At a media event in London last week, experts at Edinburgh Investment Trust discussed the macroeconomic environment, the outlook for 2026 and outlined top UK stock picks.
UK equities, which delivered a strong performance in 2025, are undervalued and very attractive, according to Imran Sattar, portfolio manager of the London-listed Edinburgh Investment Trust.
Sattar is more upbeat about the outlook for the UK stock market, which has one of the highest levels of non-domestic earnings of any market and attractive valuations, than the economy. He emphasised the higher global geopolitical risks, weaker UK employment with a 5.1 per cent unemployment rate, and the need to find stocks that can withstand the tougher environment.
The trust, managed by the Liontrust Global Fundamental team since 2020, focuses on investing in large caps, with a diversified portfolio of 40 to 50 listed UK stocks. It aims to exceed the total return on the FTSE All-Share Index and grow its dividend faster than UK inflation. It has shown strong performance over the past five years, outperforming the index. The trust currently trades at a 6.4 per cent discount to the net asset value. The gearing ratio of about 5 per cent makes the company’s share price performance relatively volatile, which could prove to be an asset rather than a liability.
Top 10 holdings include London-headquartered mining company Anglo American, a top five global copper producer. Copper demand is surging, driven by the green energy transition, electric vehicles and growth in artificial intelligence data centres; it is forecast to grow by over 40-50 per cent by 2040. Geneva-headquartered Swiss private bank Union Bancaire Privée has also increased its exposure to mining recently, highlighting the high demand for commodities such as copper. See here.
Another top holding for Sattar is Greggs, a UK vertically integrated food-to-go retailer, and the UK's Dunelm, a homeware chain.
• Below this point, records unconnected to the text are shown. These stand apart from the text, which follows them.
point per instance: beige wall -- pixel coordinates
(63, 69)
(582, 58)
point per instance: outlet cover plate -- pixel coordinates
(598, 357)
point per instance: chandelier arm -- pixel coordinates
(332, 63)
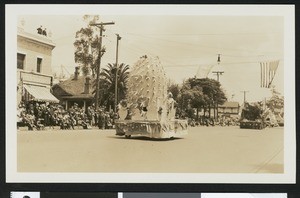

Sattar recently invested in London-headquartered RELX, an information and analytics multinational and AI beneficiary. He also invested in the London Stock Exchange Group and London-headquartered electricity and gas utility mutinational National Grid. Sattar has a large position in Nat West Bank, consumer healthcare company Heleon and multinational Unilever.
A number of investment managers are positive on UK equities in 2026. Global investment manager, Ninety One, for instance, believes that UK equities stand out for investors seeking diversification away from the US.
“The UK remains an attractive place to invest for those seeking an alternative to the concentrated US trade with its mix of well-run domestic businesses and global champions, both of which are trading at relatively low valuations. Even after a strong year, UK equities trade at a substantial discount to other major markets, even comparing sectors like-for-like,” Alessandro Dicorrado, value portfolio manager at Ninety One, said (see more here). While the US market continues to look expensive, the UK offers a broad and diverse opportunity set for bottom-up investors. Alec Cutler at Orbis Investments, is also overweight in UK equities.